The third release of the AIPS++ package will be made on November 13 at the ADASS meeting in Boston. This release has many new features aimed at scientific completeness. The most notable improvement is the ability to process VLA observations entirely in AIPS++, from VLA archive tape to final deconvolved image. Advances have been made in many different areas of synthesis processing:

  • Filling from a vla archive tape can be performed using the vlafiller tool.
  • Flagging can be performed either interactively with visplot or in a batch mode using flagger.
  • Calibration, including both flux scale and phase determination can be performed using the calibrater tool.
  • Imaging, including many variants of deconvolution, can be performed using the imager tool.

In addition, numerous aspects of the user interface have been improved. We have been aided in this by a group of dedicated (and persistent!) testers in Socorro. The testers (Debra Shepherd, Greg Taylor, and Steve Myers) have worked closely with the AIPS++ group to improve all areas of the processing of VLA data. There still remains some work to be done in making the end-to-end path for VLA data as easy to use as possible. For example, an improved chapter for Getting Results in AIPS++ is in preparation. Another examples is that we have been experimenting with vertical integration of the synthesis tools into one tool called map. Improvements in these areas will be made available as patches to the new release as they become available.

The single dish processing environment, dish, has also seen significant improvements. Bob Garwood converted the data access mechanism (the "sditerator") to use a MeasurementSet in addition to the flat table previously used. In addition to spending eight weeks in National Guard training, Joe McMullin modified the interface of dish to be fundamentally command line based. A very detailed description of the use of dish is given in the Dish User's Manual (AIPS++ Note 236).

We have changed the format of the CDROM for this release. AIPS++ can no longer be run from the CDROM but instead must be installed to a disk. This has enabled the two distributions (Linux and Solaris) to be placed on one CDROM, saving considerable copying and distribution costs.

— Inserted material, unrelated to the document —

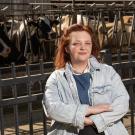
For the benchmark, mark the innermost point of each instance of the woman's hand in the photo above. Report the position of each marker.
(99, 109)
(88, 121)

Finally, I would like to highlight some of the recent documents in the AIPS++ Notes series. The Notes series is used to document many different things. Designs of major packages are often written as a Note. The work planned for a development cycle is documented as a Note. Some recent examples are:

  • In the development cycle leading to this third release, we completed a carefully planned change to a revised version of the observational data format used in AIPS++: the MeasurementSet. This second version of the format has been designed to rectify some shortcomings in the first version, but also to better support a wider range of observations, including single dish, VLBI, and optical interferometry. In putting together this definition, we benefited from extensive discussions with a number of people throughout the various astronomical communities. The definition of the MeasurementSet is available at AIPS++ Note 229, and a summary of the key changes can be found in the MeasurementSet Version 2.0 article in this Newsletter.
  • The AIPS++ Measures system is a set of C++ classes and glish tools that handle measurements with units, coordinates, and reference frames. The Measures system is documented in the C++ header files (as is our standard practice) and in the User Reference Manual. A programmers guide to using the C++ classes is found in AIPS++ Note 233.
  • Throughout its history, AIPS++ has benefited from a number of software engineering practices. Those interested in the type of practices that we have found to be useful may find a detailed description in AIPS++ Note 237.
  • The Display Library is one of the most important packages within AIPS++. It is designed to provide display capabilities for all types of data within AIPS++. Originally designed and partially implemented by Tom Oosterloo and John Pixton, it has been filled out and extended by David Barnes. An excellent description of the design, implementation, and use of the Display Library is found in AIPS++ Note 231.